Mapping immune variation and var gene switching in naive hosts infected with Plasmodium falciparum.
Milne K., Ivens A., Reid AJ., Lotkowska ME., O'Toole A., Sankaranarayanan G., Munoz Sandoval D., Nahrendorf W., Regnault C., Edwards NJ., Silk SE., Payne RO., Minassian AM., Venkatraman N., Sanders MJ., Hill AV., Barrett M., Berriman M., Draper SJ., Rowe JA., Spence PJ.
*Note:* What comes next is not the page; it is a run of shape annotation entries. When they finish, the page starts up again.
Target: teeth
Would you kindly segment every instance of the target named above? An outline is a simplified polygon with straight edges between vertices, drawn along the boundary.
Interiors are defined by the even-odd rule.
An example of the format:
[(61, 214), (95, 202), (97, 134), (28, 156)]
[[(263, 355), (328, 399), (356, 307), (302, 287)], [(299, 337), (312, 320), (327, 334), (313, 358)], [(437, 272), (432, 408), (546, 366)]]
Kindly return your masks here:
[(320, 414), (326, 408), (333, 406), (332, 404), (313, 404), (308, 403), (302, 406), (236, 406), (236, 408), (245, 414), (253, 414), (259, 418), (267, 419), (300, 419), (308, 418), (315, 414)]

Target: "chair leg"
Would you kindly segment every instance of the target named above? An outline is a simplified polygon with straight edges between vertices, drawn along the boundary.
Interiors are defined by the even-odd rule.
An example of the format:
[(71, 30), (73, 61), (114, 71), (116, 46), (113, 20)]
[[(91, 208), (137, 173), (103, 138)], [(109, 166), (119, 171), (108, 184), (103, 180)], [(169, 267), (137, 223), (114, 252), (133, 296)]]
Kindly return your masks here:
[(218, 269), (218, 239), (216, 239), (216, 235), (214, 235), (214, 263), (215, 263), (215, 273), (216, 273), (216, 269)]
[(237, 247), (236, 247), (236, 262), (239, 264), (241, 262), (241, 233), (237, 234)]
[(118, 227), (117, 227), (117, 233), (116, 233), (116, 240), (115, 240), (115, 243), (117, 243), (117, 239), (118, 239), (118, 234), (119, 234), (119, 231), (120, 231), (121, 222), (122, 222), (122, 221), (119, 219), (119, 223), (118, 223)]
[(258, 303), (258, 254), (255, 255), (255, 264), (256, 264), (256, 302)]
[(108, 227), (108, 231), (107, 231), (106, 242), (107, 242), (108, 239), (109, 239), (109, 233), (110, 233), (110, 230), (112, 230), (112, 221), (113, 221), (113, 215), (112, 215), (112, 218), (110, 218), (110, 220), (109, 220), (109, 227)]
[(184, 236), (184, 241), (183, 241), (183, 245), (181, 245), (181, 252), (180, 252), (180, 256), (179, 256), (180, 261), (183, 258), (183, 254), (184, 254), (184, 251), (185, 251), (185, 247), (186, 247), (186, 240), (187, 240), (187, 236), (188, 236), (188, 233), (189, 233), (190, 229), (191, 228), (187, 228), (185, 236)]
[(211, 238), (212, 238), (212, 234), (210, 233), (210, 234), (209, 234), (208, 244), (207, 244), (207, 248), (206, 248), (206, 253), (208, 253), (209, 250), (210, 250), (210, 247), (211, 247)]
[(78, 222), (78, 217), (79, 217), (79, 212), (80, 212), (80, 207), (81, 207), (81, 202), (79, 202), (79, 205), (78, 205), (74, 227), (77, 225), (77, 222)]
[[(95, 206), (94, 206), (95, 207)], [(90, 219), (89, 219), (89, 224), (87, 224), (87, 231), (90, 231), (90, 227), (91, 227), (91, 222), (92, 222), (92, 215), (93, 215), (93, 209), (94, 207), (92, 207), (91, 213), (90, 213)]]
Falciparum malaria is clinically heterogeneous and the relative contribution of parasite and host in shaping disease severity remains unclear. We explored the interaction between inflammation and parasite variant surface antigen (VSA) expression, asking whether this relationship underpins the variation observed in controlled human malaria infection (CHMI). We uncovered marked heterogeneity in the host response to blood challenge; some volunteers remained quiescent, others triggered interferon-stimulated inflammation and some showed transcriptional evidence of myeloid cell suppression. Significantly, only inflammatory volunteers experienced hallmark symptoms of malaria. When we tracked temporal changes in parasite VSA expression to ask whether variants associated with severe disease rapidly expand in naive hosts, we found no transcriptional evidence to support this hypothesis. These data indicate that parasite variants that dominate severe malaria do not have an intrinsic growth or survival advantage; instead, they presumably rely upon infection-induced changes in their within-host environment for selection.